Bold indicates statistical significance

aP values based on the Score test for trend of odds

Discussion

This study demonstrates an association of higher incidence of post-operative delirium with increasing frailty severity, measured by both categorical and continuous variables. In our cohort, we demonstrate that the proportion of individuals with incident post-operative delirium increases as an individual’s pre-operative frailty severity category increased ranging from 2% of not frail individuals to 23% of individuals with moderate frailty. Better understanding the interrelationship between frailty severity, operative stress and incident delirium will help guide precision pre-operative risk evaluations, identification of patient needs while admitted for surgery, and development of quality improvement pathways to prevent incident delirium.

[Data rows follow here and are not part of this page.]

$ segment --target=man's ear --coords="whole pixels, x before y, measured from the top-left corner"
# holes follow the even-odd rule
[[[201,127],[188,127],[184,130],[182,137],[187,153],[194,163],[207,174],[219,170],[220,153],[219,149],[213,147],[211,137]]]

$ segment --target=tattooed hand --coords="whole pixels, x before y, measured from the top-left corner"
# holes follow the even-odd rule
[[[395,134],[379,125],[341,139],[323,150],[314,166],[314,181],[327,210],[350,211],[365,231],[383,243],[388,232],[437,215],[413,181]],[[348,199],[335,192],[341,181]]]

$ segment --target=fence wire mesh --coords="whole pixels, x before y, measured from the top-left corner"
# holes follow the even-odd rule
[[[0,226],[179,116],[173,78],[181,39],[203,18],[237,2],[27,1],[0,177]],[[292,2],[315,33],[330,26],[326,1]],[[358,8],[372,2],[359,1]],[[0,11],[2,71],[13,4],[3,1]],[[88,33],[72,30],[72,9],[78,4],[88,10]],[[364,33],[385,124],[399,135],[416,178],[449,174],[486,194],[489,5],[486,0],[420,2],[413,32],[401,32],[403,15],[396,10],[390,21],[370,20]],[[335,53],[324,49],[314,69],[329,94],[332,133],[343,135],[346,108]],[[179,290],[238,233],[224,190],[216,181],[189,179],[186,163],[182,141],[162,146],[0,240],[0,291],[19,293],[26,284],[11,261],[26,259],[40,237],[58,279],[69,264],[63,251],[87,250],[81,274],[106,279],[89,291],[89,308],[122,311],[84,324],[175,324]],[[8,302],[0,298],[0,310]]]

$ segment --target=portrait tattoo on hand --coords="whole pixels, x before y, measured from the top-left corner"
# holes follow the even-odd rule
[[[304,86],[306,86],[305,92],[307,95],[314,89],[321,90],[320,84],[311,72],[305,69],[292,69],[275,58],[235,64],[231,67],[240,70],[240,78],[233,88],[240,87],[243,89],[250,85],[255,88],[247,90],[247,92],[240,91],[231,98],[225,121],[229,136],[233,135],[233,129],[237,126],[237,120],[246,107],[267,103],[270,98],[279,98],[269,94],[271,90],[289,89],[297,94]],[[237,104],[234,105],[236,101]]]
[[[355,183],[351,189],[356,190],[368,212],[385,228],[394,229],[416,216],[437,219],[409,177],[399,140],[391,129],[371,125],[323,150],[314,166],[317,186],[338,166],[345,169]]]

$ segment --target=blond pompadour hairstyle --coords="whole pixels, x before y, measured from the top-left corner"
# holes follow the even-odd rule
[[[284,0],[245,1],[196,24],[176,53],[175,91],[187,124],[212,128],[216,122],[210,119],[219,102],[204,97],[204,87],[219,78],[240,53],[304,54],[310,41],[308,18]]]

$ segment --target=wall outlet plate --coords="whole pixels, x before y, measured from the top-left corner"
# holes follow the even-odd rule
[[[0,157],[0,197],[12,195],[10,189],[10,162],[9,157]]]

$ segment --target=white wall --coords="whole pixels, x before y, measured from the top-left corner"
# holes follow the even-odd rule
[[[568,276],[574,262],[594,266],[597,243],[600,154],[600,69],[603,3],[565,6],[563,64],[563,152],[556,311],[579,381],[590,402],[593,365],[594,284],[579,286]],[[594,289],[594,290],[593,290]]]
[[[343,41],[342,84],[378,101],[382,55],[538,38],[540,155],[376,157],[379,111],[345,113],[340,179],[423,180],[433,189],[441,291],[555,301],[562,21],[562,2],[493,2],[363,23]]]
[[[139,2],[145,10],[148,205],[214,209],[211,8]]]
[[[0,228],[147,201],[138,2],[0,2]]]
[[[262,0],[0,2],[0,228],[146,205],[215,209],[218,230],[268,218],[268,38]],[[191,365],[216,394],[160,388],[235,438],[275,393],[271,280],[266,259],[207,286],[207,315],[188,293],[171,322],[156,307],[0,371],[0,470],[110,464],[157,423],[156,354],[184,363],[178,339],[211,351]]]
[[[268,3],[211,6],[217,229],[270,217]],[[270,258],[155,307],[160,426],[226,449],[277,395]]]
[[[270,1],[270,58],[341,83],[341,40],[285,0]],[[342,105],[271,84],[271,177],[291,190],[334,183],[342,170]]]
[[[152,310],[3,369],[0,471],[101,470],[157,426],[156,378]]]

On exploratory analysis, we saw that this relationship between increasing incidence of post-operative delirium with increasing categorical frailty severity level was only significant for surgeries performed that were of moderate stress level. We had insufficient surgeries performed of severe stress levels to determine if this trend would continue for higher stress procedures.

These findings suggest that pre-operative categorical frailty severity level, rather than a binary categorisation of frail versus not frail, may be more helpful when counselling patients about their unique risk for developing delirium after surgery. In addition, based on exploratory analysis, this may be most important to consider for surgeries of at least moderate stress level.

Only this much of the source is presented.